Voter apathy could hit Ukraine elections
Many Ukrainians see the upcoming early vote as a déjà vu election because they will have to go to polling stations for the fourth time in three years. This could mean low voter turnout. During the presidential election in 2004, turnout was about 77%. In last year's poll that figure dropped to 65%. Many say that this time it could be less than that.
Some say the upcoming election could lead Ukraine out of its current political crisis, but many others are pessimistic. They don't believe it will change the balance of power and say it's just another political game.
President Viktor Yushchenko dissolved the parliament (the Rada) in April, causing months of protests in the streets of Kiev, which forced the emergency vote. Several months of protests on the streets of the Ukrainian capital, Kiev, followed the President’s decision. The sides finally managed to find an agreement to hold early parliamentary elections, set for September 30.
Twenty-one parties have been registered to take part in the elections. This is a record for Ukraine. But the main fight for power will be taking place between the major political forces in Ukraine. They are the Party of the Regions, headed by the Ukrainian Prime Minister Viktor Yanukovich, the so-called Orange bloc -made up of the Yulia Timoshenko’s supporters – the Our Ukraine party and the People’s Self-Defence movement.
According to reports, Yulia Timoshenko’s bloc and Yury Lutsenko’s People’s Self-Defence movement (‘Narodna Samooborona’) will form a coalition if they manage to win a majority of seats in the Rada. And that, as many analysts say, could result in more people taking to the streets because that way Viktor Yanukovich’s party will find itself in opposition.
Yulia Timoshenko's plait became iconic at the time of the Orange Revolution. Yet behind the charming looks, there is an astute businesswoman. Directing several energy companies, she became one of the wealthiest tycoons in Ukraine. During that time she was nicknamed the “gas princess”, and faced accusations of smuggling gas between Ukraine and Russia and avoiding taxes. She was held in custody for several weeks but was later cleared of all charges.

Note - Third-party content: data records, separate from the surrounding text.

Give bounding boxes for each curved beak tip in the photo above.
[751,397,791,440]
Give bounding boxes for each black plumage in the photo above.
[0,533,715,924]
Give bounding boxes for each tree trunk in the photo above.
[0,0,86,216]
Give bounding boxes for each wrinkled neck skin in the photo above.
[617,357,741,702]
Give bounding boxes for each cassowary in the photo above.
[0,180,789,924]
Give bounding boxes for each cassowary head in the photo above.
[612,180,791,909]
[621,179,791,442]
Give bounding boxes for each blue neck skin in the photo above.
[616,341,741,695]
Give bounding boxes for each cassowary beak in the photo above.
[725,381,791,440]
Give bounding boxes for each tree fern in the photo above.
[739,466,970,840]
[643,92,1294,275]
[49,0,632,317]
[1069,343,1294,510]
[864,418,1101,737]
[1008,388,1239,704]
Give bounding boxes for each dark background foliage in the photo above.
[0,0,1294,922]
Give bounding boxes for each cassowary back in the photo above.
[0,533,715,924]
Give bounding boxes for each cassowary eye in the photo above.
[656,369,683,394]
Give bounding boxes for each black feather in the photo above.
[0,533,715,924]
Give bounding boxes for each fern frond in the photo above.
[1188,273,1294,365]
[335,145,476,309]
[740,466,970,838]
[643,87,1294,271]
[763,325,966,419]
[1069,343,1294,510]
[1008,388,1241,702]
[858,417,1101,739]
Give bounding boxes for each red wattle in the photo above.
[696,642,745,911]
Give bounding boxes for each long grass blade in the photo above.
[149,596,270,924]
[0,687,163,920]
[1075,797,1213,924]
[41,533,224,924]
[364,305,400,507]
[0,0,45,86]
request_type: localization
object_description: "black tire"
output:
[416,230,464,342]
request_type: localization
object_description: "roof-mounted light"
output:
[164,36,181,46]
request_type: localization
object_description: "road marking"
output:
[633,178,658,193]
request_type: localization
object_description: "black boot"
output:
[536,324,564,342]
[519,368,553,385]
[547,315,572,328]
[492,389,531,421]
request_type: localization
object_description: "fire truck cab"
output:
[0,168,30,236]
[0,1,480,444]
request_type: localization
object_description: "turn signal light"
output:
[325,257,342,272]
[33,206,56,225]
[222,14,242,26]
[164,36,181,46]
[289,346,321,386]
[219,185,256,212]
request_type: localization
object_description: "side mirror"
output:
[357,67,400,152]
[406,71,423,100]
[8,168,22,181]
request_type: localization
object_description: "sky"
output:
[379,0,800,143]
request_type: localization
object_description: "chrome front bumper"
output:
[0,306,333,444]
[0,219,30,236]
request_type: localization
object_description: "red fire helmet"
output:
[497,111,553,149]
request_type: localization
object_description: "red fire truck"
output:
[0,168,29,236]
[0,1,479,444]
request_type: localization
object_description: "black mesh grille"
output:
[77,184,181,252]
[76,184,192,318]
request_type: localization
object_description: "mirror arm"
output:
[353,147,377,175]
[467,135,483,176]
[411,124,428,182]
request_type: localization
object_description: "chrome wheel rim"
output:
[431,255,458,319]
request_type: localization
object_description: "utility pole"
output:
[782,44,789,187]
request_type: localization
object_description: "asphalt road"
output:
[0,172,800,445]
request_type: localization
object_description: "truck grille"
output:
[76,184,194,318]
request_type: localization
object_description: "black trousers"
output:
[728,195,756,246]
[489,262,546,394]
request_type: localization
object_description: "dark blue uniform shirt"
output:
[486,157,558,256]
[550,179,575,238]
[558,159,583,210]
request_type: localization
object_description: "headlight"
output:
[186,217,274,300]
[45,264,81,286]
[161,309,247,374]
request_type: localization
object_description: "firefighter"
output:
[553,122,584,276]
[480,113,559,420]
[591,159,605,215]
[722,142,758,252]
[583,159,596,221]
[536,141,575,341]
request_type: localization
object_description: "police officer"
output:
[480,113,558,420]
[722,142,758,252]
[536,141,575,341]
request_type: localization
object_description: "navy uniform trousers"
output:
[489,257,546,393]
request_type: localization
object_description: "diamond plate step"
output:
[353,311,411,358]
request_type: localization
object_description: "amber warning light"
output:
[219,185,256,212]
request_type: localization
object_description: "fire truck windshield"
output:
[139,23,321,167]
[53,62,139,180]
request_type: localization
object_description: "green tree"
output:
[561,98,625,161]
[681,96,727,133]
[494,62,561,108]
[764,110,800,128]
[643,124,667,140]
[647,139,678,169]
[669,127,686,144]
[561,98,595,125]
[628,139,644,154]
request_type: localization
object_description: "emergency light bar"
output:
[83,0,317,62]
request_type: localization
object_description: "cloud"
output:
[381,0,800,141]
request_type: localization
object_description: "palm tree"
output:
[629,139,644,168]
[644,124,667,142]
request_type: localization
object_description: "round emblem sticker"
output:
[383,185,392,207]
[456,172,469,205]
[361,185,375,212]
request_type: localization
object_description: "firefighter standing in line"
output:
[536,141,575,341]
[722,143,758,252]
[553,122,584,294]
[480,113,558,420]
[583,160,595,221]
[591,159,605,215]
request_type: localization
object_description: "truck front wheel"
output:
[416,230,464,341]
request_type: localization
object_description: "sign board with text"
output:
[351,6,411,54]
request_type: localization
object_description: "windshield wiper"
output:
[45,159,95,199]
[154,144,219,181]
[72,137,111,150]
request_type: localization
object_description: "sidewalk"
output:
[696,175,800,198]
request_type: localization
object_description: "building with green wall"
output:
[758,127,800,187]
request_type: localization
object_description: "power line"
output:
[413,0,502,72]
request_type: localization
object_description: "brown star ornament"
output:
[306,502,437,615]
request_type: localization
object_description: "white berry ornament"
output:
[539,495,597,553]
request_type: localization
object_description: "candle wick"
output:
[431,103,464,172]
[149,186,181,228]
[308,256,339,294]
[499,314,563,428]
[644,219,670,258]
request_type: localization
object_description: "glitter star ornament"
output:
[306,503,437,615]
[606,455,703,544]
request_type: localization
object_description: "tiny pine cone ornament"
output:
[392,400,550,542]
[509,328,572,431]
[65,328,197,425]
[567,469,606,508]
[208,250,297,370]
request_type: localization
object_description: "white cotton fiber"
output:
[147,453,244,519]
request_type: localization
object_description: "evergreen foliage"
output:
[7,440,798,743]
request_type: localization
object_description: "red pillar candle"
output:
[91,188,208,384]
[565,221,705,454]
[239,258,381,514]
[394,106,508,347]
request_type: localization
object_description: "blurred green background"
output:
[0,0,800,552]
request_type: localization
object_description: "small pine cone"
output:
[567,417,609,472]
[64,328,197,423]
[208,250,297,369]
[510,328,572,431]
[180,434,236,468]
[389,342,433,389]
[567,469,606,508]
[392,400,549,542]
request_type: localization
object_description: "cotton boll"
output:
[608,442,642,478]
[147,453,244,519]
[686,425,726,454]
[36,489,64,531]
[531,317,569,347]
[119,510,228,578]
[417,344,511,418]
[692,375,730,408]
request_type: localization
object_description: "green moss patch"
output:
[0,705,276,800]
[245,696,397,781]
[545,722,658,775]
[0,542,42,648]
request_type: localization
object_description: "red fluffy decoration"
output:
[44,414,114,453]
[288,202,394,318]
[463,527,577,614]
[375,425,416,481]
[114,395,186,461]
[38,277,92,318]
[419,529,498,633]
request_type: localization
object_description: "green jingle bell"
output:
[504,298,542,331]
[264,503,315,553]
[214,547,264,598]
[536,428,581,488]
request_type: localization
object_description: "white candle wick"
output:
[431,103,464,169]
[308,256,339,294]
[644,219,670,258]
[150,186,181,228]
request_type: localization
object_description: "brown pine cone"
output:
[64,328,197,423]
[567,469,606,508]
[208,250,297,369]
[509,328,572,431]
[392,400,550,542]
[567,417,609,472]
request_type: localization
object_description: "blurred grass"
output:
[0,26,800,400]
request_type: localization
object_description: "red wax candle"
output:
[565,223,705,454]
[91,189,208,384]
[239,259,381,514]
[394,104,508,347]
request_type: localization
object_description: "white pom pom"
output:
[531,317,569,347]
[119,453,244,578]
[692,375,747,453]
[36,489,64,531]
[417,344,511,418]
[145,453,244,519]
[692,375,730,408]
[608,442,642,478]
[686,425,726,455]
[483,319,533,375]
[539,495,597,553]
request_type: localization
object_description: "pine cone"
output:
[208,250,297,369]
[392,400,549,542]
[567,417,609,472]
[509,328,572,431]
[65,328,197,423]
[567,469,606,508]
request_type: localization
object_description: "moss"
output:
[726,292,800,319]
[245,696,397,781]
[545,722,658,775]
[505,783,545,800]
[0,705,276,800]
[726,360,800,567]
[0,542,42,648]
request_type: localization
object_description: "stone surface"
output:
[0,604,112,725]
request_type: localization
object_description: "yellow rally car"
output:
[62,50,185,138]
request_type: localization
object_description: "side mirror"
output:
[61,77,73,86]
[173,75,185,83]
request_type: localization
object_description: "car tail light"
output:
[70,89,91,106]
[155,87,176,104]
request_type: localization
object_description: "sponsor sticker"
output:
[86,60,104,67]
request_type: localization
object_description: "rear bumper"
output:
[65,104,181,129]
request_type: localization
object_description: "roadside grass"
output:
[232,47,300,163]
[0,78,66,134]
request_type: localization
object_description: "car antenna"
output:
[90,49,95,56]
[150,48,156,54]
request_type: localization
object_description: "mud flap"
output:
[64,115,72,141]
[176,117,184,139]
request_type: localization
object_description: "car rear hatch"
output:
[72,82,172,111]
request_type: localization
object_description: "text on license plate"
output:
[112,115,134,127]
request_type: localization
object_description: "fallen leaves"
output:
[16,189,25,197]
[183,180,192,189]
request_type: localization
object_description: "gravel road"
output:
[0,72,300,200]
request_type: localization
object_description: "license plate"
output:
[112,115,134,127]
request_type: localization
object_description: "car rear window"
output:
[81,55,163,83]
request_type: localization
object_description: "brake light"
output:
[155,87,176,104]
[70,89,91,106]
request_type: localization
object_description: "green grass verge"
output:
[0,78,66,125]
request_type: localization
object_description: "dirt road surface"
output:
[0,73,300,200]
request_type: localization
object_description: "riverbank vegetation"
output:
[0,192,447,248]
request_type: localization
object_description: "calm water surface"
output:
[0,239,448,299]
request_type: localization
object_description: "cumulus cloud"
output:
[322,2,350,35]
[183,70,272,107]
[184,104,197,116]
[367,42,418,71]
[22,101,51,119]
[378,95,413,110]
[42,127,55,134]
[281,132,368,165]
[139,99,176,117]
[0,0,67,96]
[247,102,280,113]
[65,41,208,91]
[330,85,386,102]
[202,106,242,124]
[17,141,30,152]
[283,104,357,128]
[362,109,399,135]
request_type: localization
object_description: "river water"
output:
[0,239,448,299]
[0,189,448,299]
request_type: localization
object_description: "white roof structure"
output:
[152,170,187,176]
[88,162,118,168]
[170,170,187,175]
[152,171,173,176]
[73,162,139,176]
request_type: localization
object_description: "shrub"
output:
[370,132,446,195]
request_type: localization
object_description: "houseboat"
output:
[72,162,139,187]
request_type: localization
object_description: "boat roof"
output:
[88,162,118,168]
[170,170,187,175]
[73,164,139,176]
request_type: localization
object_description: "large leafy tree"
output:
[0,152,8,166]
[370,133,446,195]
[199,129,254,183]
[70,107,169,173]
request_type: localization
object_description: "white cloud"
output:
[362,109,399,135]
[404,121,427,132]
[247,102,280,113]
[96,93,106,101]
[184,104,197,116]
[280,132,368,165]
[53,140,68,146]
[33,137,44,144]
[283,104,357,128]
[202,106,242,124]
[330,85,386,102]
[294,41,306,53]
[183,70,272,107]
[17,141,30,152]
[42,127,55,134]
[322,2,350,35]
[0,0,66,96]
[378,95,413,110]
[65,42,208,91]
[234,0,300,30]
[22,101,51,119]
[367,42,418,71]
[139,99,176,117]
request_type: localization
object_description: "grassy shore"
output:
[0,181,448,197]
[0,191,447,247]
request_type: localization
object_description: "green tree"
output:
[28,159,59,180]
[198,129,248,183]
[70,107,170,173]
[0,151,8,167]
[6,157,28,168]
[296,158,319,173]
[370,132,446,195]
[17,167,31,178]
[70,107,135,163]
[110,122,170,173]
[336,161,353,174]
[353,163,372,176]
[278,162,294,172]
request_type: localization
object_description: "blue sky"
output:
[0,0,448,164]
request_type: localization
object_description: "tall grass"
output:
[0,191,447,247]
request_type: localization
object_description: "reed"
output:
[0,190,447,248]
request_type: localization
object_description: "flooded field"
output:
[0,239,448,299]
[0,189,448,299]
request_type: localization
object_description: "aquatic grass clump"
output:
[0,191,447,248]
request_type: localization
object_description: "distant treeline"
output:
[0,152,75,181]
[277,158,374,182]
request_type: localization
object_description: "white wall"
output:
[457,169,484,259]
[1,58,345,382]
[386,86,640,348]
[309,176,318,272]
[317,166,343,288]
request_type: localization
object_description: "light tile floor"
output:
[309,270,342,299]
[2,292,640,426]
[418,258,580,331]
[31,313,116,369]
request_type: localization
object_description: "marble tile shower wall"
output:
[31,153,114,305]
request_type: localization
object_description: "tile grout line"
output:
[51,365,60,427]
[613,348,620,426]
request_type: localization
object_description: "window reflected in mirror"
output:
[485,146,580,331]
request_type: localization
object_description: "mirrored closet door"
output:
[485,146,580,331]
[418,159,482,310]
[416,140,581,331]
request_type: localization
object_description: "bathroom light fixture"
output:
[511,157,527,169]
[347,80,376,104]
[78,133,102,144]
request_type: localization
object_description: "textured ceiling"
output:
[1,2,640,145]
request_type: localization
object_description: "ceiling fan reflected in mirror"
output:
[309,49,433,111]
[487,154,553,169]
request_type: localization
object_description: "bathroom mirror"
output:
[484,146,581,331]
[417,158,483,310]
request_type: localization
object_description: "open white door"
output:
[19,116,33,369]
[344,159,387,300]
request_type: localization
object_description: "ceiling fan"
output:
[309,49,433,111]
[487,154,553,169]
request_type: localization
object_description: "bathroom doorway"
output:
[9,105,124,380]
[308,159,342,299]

As Prime Minister in the ‘orange’ government, she was criticised for trying to control prices and privatise big companies.
Yet for many, Yulia Timoshenko represents a historic chance to fight corruption and bring Ukraine closer to the West.
Viktor Yushchenko was highly regarded for his good looks, but all that changed after he was allegedly poisoned by a rival
President Yushchenko shared the same platform with her during the revolution. He was also highly regarded for his good looks. But all that changed after he was allegedly poisoned by a rival. With a scarred and blistered face weeks before the crucial vote, he toppled his foe in the presidential race.
But the euphoria soon came to an end.
Viktor Yushchenko dismissed Prime Minister Yulia Timoshenko for an alleged slowdown in the economy. Promised reforms were delayed and those accused of rigging the vote never went to jail.
In less than three years, the presidential Our Ukraine party fell behind Yulia Timoshenko 's bloc to 3rd place. But still there are people who believe in them.
Favourite in the latest polls, Viktor Yanukovich, no longer seems to be a tough street fighter. During the Orange Revolution, his opponents criticised him for his turbulent youth when he was convicted and jailed for robbery and assault. After a humiliating defeat, a team of American experts did miracles on his image and secured him a Prime Minister's job in less than two years. Backed by the richest man in Ukraine, Rinat Ahmetov, Mr Yanukovich is blamed for nepotism and heavy-handed authoritarian rule.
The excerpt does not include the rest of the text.